Over the last 11 years, I have deployed over 20 large Dynamics CRM implementations around the world. There has been a learning curve in every CRM implementation – it could be in the area of technology, business or strategy.

A successful CRM engagement can provide the organization with the potential for
• increased revenue growth,
• increased market segment share,
• increased margins through lower attraction and retention costs,
• greater customer loyalty and satisfaction, and
• improved business productivity through more streamlined and efficient workflows

Without the executive directive and alignment, constant communication and process coordination among complimentary initiatives and functions throughout the enterprise, organizations are more likely to end up with a failed CRM implementation.

Here’s my top 5 items that I would include in my technology roadmap to organizations which would minimize the risk of a failed CRM implementation.

(1) Create a Blueprint – Develop a “CRM Blueprint” that supports the long-term business objectives and ties in existing, related quick hits.
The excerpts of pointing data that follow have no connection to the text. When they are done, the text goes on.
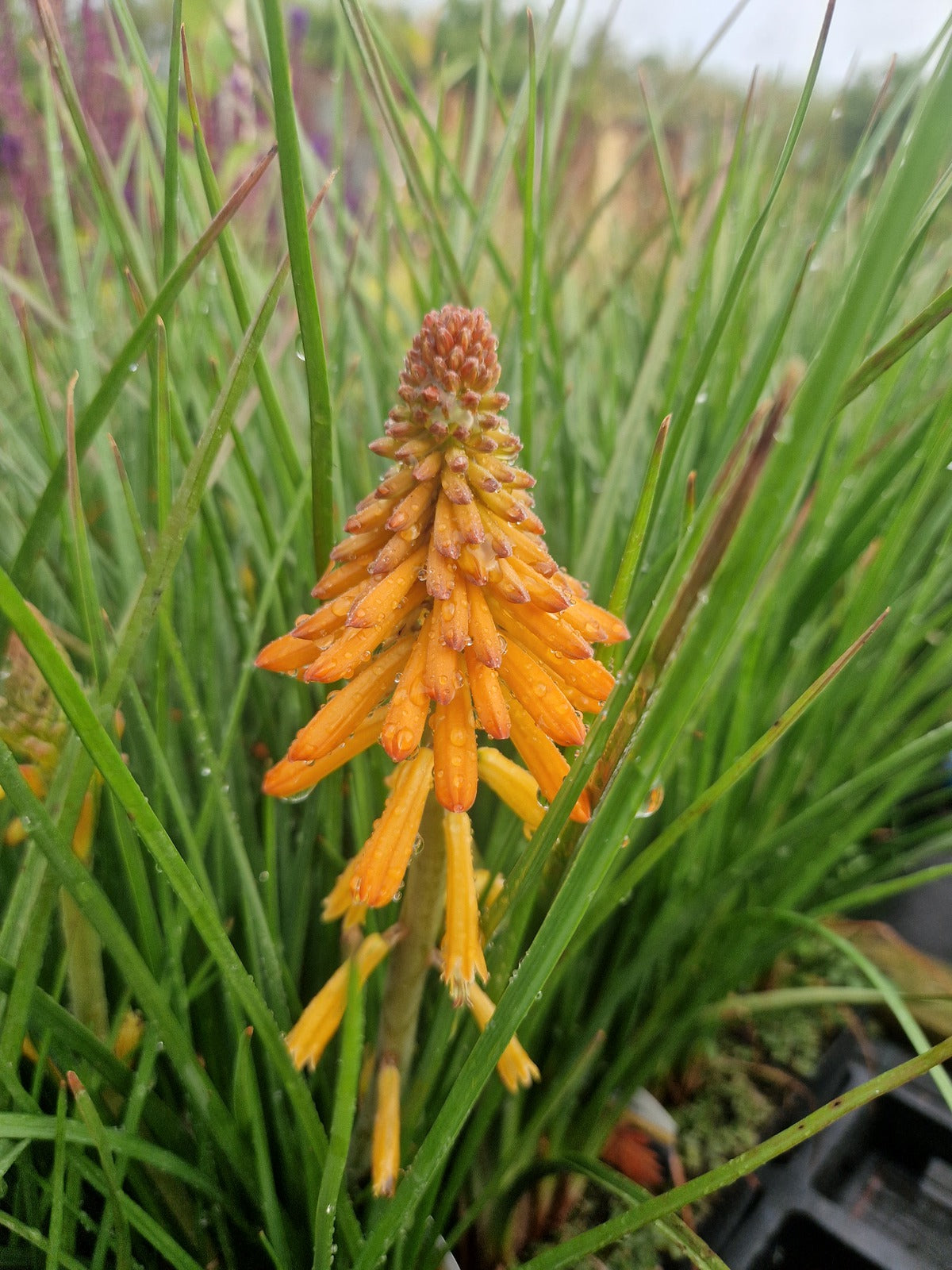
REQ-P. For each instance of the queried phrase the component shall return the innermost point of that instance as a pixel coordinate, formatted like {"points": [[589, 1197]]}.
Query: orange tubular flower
{"points": [[516, 1068], [443, 598], [385, 1159], [443, 613]]}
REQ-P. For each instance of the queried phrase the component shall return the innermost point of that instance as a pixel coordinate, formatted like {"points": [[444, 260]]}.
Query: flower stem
{"points": [[420, 916]]}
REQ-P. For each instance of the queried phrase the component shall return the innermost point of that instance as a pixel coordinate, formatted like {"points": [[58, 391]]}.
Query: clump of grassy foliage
{"points": [[158, 514]]}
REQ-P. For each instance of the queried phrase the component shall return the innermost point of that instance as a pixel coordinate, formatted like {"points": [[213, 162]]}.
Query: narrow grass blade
{"points": [[386, 102], [890, 992], [124, 785], [243, 309], [57, 1184], [631, 556], [90, 1118], [649, 857], [573, 1251], [662, 158], [527, 317], [896, 348], [107, 187], [106, 397], [292, 190], [171, 219], [83, 563]]}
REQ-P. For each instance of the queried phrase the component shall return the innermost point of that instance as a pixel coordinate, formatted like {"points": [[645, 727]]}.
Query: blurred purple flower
{"points": [[10, 152], [298, 19]]}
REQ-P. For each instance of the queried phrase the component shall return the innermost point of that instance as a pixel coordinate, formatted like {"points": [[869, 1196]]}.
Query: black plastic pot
{"points": [[871, 1193]]}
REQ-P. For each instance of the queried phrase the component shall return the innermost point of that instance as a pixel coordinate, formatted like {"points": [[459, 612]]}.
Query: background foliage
{"points": [[670, 249]]}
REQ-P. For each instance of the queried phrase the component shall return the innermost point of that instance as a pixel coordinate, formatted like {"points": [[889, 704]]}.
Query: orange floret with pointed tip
{"points": [[376, 605], [344, 710], [359, 545], [543, 592], [441, 573], [552, 629], [340, 578], [287, 779], [516, 1068], [380, 865], [543, 759], [446, 537], [343, 660], [385, 1149], [413, 507], [587, 675], [286, 654], [463, 946], [596, 624], [330, 616], [488, 698], [456, 618], [410, 705], [486, 645], [537, 691], [455, 752], [441, 670], [321, 1018]]}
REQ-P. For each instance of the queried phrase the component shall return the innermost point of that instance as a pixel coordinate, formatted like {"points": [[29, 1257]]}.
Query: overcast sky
{"points": [[777, 33]]}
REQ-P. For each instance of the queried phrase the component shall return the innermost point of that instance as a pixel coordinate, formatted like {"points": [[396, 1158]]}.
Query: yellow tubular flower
{"points": [[378, 870], [385, 1153], [516, 1068], [311, 1034], [443, 613], [461, 946], [513, 784]]}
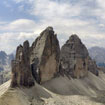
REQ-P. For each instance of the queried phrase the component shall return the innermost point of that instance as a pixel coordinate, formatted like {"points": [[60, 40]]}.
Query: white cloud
{"points": [[67, 18], [19, 25]]}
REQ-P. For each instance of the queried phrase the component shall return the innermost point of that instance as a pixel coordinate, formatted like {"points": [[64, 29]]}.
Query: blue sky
{"points": [[25, 19]]}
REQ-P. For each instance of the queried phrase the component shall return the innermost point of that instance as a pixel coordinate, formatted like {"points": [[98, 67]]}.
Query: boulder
{"points": [[74, 59], [44, 57], [21, 71]]}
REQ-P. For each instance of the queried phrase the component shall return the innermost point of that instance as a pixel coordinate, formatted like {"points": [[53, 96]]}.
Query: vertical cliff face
{"points": [[74, 59], [21, 71], [45, 52]]}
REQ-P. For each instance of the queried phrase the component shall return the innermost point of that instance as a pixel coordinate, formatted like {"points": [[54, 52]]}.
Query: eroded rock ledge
{"points": [[75, 60], [43, 60]]}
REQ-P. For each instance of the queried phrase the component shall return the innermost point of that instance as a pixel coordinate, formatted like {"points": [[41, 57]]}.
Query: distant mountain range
{"points": [[98, 54]]}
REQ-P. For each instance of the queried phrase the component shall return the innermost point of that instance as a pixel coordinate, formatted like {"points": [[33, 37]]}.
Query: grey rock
{"points": [[75, 60], [44, 57], [21, 71]]}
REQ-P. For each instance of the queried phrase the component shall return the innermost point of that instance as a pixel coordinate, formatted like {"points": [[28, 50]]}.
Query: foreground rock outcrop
{"points": [[44, 60], [39, 62], [45, 53], [75, 60], [21, 71]]}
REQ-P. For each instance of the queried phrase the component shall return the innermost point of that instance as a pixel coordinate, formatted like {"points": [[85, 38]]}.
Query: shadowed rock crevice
{"points": [[75, 60], [45, 53], [44, 60], [21, 71]]}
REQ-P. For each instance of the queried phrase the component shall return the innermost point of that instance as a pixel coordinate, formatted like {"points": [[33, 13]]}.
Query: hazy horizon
{"points": [[22, 20]]}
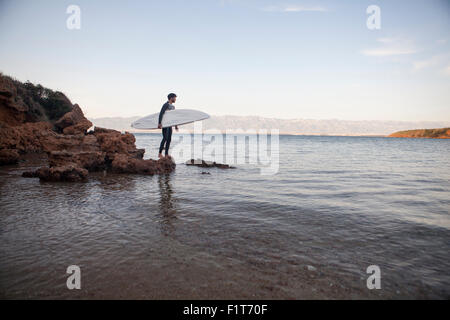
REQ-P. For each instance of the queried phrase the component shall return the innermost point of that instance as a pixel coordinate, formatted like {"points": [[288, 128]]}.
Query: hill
{"points": [[443, 133]]}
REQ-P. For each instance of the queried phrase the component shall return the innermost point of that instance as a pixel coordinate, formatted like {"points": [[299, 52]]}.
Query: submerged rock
{"points": [[69, 172], [208, 164]]}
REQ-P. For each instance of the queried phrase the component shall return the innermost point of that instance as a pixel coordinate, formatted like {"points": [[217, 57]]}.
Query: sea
{"points": [[333, 218]]}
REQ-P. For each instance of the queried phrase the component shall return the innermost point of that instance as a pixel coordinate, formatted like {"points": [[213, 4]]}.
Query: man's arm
{"points": [[161, 113]]}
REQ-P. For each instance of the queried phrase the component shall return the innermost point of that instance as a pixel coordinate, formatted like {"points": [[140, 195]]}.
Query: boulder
{"points": [[8, 156], [73, 122], [69, 172]]}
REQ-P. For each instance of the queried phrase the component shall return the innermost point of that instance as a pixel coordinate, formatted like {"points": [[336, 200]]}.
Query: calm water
{"points": [[338, 204]]}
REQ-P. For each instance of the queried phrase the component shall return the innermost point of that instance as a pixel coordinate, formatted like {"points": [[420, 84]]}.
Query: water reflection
{"points": [[167, 209]]}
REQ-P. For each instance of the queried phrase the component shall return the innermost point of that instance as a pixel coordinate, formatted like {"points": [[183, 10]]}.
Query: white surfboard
{"points": [[170, 118]]}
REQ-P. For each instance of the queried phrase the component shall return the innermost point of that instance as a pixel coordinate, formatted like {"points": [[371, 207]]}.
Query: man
{"points": [[167, 132]]}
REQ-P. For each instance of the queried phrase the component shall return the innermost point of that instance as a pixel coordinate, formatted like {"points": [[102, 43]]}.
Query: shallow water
{"points": [[338, 204]]}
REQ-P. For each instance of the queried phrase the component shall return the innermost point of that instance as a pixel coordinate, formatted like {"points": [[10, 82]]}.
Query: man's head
{"points": [[172, 97]]}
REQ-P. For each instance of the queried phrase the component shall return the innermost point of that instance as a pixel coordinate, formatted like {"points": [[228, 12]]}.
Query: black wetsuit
{"points": [[167, 132]]}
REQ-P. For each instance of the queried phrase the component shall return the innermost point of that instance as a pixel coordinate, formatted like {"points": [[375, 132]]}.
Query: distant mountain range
{"points": [[288, 126]]}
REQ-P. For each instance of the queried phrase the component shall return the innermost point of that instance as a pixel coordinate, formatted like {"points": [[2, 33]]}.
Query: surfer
{"points": [[167, 131]]}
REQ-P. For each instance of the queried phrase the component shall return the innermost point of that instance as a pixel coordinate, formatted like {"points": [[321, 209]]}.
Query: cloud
{"points": [[446, 70], [390, 47], [427, 63], [384, 52], [294, 8]]}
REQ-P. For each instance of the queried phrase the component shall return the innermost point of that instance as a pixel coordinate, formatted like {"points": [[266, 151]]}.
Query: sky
{"points": [[282, 59]]}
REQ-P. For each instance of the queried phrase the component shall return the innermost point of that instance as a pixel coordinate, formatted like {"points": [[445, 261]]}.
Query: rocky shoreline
{"points": [[32, 121]]}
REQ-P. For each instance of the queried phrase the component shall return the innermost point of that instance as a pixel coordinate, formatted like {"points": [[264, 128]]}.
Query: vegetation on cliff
{"points": [[443, 133], [39, 103], [34, 119]]}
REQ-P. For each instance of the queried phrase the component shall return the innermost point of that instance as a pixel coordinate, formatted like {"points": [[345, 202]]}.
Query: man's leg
{"points": [[168, 140], [163, 141]]}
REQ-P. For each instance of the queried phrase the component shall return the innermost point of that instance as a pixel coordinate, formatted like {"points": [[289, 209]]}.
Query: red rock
{"points": [[8, 156], [71, 152], [73, 122]]}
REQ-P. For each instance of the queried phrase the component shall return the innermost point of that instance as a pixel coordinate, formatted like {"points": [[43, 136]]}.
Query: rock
{"points": [[73, 122], [208, 164], [311, 268], [8, 156], [68, 172], [442, 133], [126, 164], [71, 151]]}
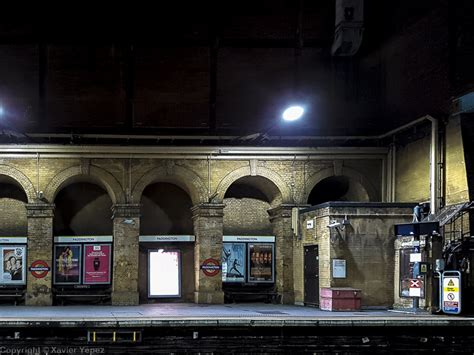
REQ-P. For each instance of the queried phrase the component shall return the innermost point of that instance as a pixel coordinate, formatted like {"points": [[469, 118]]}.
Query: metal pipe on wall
{"points": [[434, 166]]}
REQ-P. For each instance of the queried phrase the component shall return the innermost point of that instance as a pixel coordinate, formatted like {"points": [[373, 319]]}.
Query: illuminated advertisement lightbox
{"points": [[12, 261], [260, 260], [97, 264], [164, 273], [67, 264], [233, 262]]}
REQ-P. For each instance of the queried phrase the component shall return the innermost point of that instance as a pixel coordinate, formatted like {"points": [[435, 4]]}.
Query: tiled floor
{"points": [[180, 311]]}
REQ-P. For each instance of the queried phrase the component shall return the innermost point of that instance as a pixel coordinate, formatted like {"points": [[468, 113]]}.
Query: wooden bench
{"points": [[73, 294], [15, 294], [267, 296]]}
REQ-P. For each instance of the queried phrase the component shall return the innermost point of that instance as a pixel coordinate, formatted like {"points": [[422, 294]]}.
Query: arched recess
{"points": [[21, 180], [351, 173], [247, 202], [284, 195], [13, 220], [186, 179], [92, 174], [165, 209]]}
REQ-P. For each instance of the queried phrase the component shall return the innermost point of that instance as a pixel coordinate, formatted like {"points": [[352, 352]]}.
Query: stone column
{"points": [[280, 217], [125, 261], [40, 247], [208, 228]]}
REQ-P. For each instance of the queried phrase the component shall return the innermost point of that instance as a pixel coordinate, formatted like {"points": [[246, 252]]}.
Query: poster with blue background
{"points": [[233, 262]]}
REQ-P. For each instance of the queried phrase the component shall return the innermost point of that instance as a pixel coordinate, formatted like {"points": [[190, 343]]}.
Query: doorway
{"points": [[311, 275]]}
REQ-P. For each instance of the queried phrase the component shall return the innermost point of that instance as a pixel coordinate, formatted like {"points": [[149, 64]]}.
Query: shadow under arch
{"points": [[94, 175], [281, 194], [21, 180], [182, 177], [351, 173]]}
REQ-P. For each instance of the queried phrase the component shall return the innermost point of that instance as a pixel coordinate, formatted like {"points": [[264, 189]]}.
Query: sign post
{"points": [[451, 292]]}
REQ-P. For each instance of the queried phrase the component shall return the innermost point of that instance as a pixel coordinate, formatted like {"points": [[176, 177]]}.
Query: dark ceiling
{"points": [[206, 69]]}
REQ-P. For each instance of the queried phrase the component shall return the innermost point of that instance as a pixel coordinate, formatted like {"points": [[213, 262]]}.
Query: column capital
{"points": [[39, 210], [126, 210], [283, 211], [209, 210]]}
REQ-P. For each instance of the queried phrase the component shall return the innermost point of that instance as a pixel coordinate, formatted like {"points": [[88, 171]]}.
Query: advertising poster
{"points": [[233, 262], [164, 273], [260, 256], [13, 265], [97, 264], [67, 264]]}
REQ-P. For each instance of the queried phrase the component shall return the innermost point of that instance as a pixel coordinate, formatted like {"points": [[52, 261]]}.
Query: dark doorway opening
{"points": [[311, 275]]}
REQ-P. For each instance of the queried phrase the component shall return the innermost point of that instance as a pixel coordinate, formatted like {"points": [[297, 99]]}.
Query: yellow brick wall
{"points": [[413, 171], [457, 190]]}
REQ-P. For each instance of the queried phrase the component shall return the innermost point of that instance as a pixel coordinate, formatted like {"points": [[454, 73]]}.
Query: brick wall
{"points": [[246, 216], [413, 171], [12, 211], [367, 245]]}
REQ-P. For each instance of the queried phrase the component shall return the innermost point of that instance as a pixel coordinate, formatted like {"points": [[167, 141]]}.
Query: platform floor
{"points": [[181, 314]]}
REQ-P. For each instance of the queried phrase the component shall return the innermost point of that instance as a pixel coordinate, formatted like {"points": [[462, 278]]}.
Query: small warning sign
{"points": [[451, 293]]}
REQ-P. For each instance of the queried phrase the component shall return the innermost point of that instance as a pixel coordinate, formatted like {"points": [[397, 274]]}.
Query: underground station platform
{"points": [[228, 328]]}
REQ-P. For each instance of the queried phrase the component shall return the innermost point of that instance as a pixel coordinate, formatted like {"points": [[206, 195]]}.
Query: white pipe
{"points": [[434, 168]]}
This roadmap is the compass that steers your CRM initiatives as you incrementally build the vision over time.

(2) Keep-it-Small-and-Simple – Define and prioritize initiatives and carve out meaningful “Phases” to deliver the highest value in the shortest amount of time. This builds ongoing support and momentum in the organization.

(3) Create Quick Wins – Develop and execute the Roadmap with milestones, grouped into phases of approximately 3 months. This approach allows you to incrementally build toward the vision, while providing interim benefits to the business along the way.

(4) Monitor and Measure Success – Develop a value scorecard to monitor and measure the return on investment for every phase.

(5) Plan for End-User Adoption – Training should not be underestimated. A Structured training will not suffice on its own. Use expert, 1: N, 1:1 “bite size” training chunks. A strategy has to be put a strategy in place for incremental launch and content conversion. A plan to measure adoption, for both executive sponsorship and feedback, has to be in place.

The above items is a large foot forward to help organizations and its people realize their potential, about being more than they currently are.